Under the subsidised diesel control system (SKDS) scheme, eligible operators must first pay the full pump price before receiving the subsidy later.
For a container trailer consuming 3,000 to 5,000 litres monthly, this translates into an upfront fuel bill between RM18,000 and RM30,000 at current prices.
Association of Malaysian Hauliers secretary Mohd Azuan Masud said the arrangement is putting pressure on operators’ cash flow and fuel credit facilities.
He noted that the RM3.87 gap between the pump price and subsidised rate causes fleet card limits to be depleted faster, as oil companies calculate credit based on the full retail price.
On average, he said a container trailer travels 8,000km to 12,000km monthly, consuming about 3,000 to 5,000 litres of diesel.

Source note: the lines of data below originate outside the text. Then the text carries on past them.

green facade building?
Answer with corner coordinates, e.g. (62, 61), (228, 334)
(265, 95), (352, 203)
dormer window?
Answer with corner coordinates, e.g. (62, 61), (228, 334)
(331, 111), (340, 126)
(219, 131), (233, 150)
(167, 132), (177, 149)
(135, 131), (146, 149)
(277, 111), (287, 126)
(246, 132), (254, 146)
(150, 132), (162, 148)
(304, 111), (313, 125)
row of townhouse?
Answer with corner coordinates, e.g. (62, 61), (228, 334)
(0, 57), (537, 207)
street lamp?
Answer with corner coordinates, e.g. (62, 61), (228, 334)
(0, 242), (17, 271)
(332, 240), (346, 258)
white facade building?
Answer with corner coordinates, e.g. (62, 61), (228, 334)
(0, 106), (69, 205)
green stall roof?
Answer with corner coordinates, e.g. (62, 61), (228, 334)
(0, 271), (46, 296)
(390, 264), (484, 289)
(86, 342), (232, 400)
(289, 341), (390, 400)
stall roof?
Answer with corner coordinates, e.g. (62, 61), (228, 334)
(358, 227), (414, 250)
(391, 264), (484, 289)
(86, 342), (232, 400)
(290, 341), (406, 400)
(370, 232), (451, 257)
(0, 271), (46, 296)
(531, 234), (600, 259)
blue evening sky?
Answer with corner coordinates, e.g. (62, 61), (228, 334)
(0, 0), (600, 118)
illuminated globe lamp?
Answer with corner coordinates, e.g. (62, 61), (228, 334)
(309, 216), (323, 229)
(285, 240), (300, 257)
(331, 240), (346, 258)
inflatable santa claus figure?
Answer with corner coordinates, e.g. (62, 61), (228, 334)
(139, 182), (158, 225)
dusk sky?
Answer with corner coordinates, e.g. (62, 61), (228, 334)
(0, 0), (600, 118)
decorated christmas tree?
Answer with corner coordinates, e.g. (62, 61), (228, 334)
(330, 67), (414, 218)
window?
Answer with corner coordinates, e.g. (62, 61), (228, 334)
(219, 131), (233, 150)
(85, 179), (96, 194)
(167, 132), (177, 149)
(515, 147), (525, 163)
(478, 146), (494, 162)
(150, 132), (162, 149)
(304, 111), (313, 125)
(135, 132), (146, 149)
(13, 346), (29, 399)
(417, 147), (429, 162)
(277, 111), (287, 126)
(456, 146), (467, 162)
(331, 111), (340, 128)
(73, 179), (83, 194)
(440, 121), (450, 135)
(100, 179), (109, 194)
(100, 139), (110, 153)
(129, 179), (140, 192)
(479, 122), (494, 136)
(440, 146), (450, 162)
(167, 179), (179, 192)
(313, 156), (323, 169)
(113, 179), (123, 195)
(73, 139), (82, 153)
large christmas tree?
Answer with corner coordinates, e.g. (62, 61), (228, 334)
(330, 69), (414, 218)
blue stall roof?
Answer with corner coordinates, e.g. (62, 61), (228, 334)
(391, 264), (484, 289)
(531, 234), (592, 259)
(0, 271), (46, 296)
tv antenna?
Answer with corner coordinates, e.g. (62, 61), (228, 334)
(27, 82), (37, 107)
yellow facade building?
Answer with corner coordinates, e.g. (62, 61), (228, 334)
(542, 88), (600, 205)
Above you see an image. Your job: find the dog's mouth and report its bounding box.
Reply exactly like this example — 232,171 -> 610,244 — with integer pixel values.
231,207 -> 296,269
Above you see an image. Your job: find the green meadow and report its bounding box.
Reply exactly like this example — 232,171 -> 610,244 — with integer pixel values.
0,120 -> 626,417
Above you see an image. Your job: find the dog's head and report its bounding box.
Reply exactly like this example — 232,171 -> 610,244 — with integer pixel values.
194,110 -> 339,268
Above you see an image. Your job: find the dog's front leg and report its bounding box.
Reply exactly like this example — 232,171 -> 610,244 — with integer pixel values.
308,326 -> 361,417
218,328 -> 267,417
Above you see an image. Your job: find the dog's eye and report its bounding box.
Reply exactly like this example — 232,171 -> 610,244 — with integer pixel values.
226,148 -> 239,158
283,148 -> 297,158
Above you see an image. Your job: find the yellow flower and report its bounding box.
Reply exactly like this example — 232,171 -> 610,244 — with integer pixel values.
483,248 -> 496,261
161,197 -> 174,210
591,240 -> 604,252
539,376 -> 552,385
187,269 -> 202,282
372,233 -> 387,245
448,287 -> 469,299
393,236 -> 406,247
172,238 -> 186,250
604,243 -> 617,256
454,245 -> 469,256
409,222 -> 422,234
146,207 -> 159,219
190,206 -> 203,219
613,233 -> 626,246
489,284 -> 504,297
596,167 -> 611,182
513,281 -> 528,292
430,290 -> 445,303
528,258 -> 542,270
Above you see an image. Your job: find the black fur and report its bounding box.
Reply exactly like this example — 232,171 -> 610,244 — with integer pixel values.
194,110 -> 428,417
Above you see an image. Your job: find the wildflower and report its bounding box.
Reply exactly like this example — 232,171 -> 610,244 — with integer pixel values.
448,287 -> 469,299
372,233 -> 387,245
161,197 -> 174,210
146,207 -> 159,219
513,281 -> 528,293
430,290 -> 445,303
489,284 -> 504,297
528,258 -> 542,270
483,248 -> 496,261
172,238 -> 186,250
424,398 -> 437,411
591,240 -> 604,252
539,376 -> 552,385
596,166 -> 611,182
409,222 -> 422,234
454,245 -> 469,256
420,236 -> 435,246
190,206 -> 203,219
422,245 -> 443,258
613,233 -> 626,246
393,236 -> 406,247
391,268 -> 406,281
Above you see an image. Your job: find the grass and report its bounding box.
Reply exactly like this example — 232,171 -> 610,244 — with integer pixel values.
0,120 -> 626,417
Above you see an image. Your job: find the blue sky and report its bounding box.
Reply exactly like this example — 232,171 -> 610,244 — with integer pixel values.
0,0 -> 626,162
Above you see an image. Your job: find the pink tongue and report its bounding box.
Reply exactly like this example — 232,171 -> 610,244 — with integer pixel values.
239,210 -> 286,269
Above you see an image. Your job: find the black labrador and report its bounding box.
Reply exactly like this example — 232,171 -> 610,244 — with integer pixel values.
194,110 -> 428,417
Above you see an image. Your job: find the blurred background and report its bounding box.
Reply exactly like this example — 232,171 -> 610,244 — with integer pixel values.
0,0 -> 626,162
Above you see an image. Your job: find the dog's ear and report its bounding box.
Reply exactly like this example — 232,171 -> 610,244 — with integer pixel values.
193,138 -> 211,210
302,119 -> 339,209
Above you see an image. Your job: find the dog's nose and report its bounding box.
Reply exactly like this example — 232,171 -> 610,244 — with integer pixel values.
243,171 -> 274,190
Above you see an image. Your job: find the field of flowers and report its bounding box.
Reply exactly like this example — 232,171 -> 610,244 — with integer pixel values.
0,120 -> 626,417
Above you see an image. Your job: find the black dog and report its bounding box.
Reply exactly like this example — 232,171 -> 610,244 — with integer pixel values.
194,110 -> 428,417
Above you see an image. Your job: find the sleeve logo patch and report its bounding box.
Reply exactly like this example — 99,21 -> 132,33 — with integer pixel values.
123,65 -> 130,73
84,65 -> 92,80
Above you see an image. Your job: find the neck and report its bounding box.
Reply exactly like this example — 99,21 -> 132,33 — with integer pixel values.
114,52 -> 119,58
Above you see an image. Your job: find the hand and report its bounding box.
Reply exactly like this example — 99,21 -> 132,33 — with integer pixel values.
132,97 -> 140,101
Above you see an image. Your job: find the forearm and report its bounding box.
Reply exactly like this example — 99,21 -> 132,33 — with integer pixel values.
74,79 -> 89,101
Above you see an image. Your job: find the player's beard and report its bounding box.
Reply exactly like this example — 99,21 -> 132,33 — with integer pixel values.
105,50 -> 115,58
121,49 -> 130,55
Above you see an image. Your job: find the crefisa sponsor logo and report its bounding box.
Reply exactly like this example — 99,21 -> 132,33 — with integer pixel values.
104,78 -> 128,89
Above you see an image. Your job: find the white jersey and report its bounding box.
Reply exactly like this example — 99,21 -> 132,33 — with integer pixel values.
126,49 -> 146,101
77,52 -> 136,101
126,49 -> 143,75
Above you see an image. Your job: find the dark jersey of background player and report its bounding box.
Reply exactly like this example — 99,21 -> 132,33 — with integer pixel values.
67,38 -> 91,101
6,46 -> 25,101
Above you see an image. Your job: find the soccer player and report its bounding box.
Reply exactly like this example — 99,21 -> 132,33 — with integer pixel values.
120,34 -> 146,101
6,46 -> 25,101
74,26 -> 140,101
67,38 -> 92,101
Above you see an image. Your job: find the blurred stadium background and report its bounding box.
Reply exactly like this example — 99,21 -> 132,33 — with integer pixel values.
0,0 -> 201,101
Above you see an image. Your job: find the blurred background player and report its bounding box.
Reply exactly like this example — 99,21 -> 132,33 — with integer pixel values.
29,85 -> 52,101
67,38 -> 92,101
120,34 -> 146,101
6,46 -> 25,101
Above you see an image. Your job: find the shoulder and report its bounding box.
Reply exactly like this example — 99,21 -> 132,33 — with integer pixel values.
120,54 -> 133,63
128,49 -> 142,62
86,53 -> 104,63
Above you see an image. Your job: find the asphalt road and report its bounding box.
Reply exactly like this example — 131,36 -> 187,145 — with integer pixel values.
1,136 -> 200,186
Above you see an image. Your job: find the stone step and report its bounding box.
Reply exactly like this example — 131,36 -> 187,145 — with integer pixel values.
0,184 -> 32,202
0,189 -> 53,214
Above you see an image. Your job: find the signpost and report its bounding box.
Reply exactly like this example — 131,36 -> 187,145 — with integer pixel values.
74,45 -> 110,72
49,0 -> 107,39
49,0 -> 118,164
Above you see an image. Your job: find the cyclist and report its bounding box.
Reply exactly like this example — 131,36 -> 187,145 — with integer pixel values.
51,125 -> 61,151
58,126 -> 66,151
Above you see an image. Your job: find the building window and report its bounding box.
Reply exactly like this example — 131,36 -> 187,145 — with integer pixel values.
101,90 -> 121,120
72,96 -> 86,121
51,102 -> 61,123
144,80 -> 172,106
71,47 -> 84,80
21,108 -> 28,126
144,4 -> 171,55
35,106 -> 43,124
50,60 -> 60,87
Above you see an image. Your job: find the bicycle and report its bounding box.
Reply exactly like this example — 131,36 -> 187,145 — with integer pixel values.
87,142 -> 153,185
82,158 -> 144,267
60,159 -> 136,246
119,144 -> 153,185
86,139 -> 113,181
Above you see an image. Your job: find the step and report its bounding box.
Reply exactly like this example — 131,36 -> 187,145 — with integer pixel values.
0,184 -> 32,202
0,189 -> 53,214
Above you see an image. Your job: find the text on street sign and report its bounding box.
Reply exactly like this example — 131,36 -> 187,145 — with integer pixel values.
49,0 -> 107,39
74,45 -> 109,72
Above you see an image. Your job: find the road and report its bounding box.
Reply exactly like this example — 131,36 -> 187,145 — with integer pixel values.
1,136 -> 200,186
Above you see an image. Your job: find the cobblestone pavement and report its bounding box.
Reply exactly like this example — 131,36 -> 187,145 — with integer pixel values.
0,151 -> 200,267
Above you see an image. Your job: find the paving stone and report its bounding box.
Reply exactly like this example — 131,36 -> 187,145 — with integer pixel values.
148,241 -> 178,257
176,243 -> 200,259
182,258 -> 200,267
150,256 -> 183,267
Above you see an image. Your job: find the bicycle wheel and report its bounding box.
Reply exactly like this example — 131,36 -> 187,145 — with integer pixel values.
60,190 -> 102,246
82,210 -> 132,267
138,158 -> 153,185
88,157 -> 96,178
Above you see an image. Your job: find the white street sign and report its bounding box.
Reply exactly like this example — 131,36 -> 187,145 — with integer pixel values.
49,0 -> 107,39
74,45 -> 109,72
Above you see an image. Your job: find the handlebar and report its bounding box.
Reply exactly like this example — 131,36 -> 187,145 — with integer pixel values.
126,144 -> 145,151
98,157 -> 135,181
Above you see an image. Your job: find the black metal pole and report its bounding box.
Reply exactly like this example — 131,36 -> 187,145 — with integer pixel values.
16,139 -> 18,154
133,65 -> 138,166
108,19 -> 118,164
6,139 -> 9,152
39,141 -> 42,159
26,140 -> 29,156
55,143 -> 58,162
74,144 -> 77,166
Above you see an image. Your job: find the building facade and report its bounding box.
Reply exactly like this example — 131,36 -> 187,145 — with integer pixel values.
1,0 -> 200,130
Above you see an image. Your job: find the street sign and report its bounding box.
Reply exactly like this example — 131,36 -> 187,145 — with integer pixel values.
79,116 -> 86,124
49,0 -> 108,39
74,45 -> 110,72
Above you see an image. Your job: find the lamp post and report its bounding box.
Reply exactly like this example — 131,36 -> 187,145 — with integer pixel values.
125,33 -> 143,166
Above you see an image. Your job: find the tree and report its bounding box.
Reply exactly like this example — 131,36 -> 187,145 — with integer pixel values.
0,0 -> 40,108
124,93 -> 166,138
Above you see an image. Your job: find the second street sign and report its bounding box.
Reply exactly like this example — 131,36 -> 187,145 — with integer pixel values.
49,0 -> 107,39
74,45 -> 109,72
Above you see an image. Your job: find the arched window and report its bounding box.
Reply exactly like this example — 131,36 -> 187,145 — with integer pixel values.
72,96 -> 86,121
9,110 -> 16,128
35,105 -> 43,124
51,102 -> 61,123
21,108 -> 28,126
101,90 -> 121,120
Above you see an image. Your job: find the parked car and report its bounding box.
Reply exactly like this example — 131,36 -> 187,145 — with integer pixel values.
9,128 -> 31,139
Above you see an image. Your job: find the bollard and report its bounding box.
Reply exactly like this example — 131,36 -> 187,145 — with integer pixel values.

“At RM6.02 per litre, monthly fuel costs per truck range from RM18,000 to RM30,000, making diesel one of the largest operating expenses.
“Congestion, idling and waiting time further increase consumption,” he said, adding that trucks typically have fuel tanks from 500 to 1,000 litres.
Beyond cash flow concerns, Azuan said operators also face administrative burdens in managing receipts, submissions and audits before subsidies are reimbursed.
“Any delay in reimbursement adds further strain, especially for smaller operators with limited financial buffers.
“The pressure is particularly severe for smaller companies, which may be forced to make early payments to sustain operations.
“Otherwise, fleet utilisation may drop, indirectly affecting drivers’ income,” he said.
He added that while hauliers are covered under the subsidy scheme, supporting service providers such as tyre suppliers and breakdown services are not, increasing overall operating costs.
Earlier, Malaysian Trucking Federation president Datuk Ng Koong Sinn said the “pay-first, rebate-later” mechanism, though aligned with the government’s targeted subsidy policy, does not reflect the financial realities faced by small and medium-sized operators.
He said many lack the liquidity to sustain such upfront payments.
For example, a fleet of 10 lorries, each consuming about 200 litres daily, would require RM11,040 a day (now over RM12,000) in fuel costs.
Diesel prices in Peninsular Malaysia rose from RM3.92 per litre on March 12 to RM6.02 on April 2.
With diesel fixed at RM2.15 under SKDS, operators can later claim the RM3.87 difference.
A total of 26 types of logistics vehicles, from prime movers, lorries, vans to food trucks, are eligible under the SKDS reimbursement scheme.